Peter Dusicka, Associate Professor
Ph.D., Civil Engineering, University of Nevada, Reno, 2004
Department of Civil and Environmental Engineering
Infrastructure, including bridges, towers, and large buildings, needs to be strong to withstand an earthquake or a sudden impact. But they also need to be flexible; they have to be able to move and absorb shock in order to survive.
Associate Professor Peter Dusicka's research revolves around the materials and engineering that promote survivability.
Dusicka came to Portland State in 2004 from the University of Nevada in part because of PSU's infraStructure Testing and Applied Research (iSTAR) lab. The lab features a large platform that reproduces the seismic shaking of real earthquakes and is used to test the resiliency of engineered structures and their materials. The laboratory's capability is of enormous value to public agencies and engineering firms that are designing structures for the earthquake-prone regions of the Pacific Northwest.

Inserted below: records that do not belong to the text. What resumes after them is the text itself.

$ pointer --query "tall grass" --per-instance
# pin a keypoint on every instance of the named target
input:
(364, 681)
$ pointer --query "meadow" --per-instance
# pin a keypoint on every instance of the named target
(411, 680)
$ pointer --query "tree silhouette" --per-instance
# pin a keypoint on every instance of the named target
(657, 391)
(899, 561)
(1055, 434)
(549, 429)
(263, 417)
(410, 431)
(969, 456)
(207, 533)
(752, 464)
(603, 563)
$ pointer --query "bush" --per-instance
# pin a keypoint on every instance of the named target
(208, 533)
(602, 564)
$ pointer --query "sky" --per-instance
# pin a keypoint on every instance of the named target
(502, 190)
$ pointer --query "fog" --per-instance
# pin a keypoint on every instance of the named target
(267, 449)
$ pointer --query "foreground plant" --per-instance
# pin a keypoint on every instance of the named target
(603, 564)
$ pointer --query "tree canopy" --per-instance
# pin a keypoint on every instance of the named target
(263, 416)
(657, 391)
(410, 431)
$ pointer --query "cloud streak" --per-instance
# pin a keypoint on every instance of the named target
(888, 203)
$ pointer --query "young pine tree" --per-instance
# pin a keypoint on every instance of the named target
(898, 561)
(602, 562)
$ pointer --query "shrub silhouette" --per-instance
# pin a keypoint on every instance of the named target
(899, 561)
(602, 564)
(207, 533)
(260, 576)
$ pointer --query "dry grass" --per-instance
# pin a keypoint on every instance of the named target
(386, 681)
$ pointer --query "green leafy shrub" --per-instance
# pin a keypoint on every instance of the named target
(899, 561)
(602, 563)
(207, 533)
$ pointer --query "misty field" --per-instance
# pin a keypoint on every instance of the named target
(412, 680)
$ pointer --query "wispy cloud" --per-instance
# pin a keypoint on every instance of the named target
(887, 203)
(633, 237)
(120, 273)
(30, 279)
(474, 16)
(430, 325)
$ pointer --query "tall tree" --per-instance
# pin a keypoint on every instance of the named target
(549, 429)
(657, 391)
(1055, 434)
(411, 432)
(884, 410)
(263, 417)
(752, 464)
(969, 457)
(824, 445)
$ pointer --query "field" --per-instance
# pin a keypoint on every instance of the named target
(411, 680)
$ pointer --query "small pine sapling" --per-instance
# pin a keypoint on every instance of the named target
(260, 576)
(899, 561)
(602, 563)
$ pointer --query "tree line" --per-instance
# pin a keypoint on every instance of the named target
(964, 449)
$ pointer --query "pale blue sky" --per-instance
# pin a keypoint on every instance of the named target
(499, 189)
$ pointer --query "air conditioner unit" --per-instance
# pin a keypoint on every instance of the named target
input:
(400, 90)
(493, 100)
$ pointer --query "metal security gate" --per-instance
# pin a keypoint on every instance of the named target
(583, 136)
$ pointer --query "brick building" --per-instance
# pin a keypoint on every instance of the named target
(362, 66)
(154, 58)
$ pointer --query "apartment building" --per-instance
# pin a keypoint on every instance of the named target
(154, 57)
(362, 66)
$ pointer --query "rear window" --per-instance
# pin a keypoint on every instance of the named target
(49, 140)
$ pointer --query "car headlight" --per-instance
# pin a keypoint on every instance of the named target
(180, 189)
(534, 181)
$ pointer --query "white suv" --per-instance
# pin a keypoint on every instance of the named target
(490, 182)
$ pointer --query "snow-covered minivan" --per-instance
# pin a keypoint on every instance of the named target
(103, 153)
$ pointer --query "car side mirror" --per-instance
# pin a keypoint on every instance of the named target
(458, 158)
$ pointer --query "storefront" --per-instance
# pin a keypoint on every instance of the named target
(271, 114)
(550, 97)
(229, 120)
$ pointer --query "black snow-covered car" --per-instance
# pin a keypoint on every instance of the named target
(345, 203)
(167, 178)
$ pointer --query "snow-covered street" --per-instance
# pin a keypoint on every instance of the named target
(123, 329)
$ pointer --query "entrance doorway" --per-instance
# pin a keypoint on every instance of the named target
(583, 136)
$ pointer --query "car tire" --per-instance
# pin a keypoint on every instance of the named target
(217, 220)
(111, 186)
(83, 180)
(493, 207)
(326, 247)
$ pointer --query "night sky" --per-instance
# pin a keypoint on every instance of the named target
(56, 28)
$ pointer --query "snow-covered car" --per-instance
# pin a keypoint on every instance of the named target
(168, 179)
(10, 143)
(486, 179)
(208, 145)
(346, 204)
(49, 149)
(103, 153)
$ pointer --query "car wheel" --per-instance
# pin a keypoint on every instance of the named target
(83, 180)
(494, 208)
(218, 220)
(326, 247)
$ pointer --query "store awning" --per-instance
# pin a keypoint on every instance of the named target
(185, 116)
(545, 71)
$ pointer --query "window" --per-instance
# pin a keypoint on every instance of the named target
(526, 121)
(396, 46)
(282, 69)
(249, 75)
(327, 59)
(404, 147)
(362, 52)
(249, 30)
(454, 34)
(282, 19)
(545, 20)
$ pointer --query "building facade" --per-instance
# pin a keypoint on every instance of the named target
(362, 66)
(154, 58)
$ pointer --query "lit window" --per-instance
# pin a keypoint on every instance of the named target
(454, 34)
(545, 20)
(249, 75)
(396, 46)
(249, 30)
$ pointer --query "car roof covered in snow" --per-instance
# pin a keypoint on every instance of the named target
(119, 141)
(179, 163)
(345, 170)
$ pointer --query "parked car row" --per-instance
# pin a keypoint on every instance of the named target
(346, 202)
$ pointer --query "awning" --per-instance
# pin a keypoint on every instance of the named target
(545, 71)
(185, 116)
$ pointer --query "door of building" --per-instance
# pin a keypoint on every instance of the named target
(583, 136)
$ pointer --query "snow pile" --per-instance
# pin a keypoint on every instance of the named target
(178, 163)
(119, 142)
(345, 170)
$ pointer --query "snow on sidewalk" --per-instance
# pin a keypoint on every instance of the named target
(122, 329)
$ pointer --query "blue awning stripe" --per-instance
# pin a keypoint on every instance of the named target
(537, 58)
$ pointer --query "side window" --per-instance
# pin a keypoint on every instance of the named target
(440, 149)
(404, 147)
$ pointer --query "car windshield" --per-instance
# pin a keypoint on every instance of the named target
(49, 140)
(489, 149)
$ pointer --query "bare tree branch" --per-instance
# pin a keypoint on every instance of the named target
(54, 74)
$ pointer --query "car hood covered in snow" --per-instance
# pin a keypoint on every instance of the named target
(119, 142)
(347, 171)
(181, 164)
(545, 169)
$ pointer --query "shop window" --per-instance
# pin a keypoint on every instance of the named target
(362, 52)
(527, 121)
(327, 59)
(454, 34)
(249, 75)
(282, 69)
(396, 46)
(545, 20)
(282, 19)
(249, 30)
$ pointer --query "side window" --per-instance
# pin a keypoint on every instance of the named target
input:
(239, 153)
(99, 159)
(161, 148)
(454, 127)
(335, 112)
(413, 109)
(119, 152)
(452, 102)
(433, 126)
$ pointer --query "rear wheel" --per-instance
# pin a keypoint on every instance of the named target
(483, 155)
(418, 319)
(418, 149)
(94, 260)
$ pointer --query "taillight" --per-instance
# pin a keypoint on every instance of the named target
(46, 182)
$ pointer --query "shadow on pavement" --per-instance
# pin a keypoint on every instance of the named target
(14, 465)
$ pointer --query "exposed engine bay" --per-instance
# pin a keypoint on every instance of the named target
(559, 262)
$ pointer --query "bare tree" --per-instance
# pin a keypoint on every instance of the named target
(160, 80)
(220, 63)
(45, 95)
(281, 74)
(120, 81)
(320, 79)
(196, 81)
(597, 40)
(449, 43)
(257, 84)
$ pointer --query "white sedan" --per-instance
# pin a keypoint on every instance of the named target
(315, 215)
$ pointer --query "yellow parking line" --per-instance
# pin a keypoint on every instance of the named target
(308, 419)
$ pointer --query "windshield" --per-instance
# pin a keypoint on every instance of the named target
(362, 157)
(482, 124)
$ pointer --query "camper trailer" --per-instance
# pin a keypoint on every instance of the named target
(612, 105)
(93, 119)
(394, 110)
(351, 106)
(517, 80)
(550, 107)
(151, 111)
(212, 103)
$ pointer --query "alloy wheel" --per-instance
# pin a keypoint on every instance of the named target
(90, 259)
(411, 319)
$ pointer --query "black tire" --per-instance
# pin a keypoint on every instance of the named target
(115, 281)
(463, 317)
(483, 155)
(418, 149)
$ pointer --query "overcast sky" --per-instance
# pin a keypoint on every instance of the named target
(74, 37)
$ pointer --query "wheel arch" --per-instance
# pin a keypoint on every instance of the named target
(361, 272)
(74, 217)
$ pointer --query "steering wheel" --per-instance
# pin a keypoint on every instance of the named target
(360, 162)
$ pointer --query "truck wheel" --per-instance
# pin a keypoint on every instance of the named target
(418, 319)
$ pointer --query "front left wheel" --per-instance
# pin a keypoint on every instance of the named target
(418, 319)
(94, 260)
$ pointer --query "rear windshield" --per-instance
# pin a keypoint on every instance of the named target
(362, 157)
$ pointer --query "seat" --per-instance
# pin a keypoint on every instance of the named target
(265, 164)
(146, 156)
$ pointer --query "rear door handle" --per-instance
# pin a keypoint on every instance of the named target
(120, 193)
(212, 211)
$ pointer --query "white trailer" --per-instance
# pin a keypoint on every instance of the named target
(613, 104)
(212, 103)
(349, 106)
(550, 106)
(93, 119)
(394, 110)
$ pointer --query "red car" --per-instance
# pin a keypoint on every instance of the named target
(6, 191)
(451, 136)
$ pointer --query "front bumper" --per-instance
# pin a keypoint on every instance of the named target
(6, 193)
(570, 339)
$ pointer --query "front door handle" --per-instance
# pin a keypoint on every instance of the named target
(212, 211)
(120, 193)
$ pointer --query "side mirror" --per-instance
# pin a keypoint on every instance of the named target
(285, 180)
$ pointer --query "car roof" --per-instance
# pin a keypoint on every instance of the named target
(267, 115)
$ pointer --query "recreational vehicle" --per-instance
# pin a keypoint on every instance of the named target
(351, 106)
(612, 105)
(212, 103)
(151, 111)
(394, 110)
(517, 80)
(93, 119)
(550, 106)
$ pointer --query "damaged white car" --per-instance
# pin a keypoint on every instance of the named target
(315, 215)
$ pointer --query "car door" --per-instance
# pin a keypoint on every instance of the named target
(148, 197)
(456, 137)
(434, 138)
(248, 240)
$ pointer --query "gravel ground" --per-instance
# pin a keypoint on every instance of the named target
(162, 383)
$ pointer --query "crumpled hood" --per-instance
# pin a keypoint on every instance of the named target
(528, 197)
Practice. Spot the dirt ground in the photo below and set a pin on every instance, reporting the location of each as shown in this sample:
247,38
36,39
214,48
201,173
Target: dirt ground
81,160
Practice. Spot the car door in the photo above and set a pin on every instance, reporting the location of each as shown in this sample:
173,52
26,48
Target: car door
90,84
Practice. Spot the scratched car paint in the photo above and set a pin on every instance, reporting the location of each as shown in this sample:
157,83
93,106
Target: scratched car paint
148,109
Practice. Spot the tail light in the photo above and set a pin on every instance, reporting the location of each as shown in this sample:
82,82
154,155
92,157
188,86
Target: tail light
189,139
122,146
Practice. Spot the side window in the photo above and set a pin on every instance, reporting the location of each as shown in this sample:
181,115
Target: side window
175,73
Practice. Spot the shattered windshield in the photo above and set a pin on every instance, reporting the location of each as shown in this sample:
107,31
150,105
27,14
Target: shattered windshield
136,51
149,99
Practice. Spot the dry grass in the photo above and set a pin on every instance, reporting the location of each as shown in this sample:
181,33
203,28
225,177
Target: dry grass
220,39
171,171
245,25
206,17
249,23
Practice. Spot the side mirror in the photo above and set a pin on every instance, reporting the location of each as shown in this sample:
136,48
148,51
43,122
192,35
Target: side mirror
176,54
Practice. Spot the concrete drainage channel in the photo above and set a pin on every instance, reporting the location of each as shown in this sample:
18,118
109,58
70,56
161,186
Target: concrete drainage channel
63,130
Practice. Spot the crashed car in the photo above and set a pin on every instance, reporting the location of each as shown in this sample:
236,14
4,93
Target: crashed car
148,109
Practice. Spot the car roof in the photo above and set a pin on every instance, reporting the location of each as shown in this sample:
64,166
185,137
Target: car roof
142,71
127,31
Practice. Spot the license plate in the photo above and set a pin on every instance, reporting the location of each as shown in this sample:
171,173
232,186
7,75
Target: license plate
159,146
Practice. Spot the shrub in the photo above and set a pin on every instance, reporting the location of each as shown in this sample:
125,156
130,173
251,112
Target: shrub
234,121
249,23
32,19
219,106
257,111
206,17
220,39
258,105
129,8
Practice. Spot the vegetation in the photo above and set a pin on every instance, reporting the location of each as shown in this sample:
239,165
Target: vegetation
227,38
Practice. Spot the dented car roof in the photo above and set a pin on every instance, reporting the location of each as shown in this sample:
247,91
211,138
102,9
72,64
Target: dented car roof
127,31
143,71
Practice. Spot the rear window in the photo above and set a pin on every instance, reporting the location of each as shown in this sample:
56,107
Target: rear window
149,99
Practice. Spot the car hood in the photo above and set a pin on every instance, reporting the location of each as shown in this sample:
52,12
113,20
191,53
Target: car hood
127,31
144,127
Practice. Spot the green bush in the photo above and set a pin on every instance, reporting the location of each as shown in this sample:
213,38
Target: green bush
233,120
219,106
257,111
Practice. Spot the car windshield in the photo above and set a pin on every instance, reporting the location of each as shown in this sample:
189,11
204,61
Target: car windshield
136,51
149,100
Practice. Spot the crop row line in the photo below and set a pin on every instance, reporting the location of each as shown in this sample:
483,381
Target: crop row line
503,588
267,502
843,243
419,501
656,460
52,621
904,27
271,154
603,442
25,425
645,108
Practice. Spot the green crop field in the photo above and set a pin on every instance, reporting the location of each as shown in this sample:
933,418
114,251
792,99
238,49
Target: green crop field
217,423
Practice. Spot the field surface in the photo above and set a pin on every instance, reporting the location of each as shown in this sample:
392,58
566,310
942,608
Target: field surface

He is currently working with the Oregon Department of Transportation to determine the seismic vulnerability of more than 2,000 highway bridges in the state. He's also investigating new uses for high-performance materials such as fiber reinforced composites and flexible elastomers, which can be used along with more traditional building materials such as concrete and steel.
"Public safety is my primary concern," Dusicka says. "One of the gratifications of the civil engineering profession is its direct impact on society."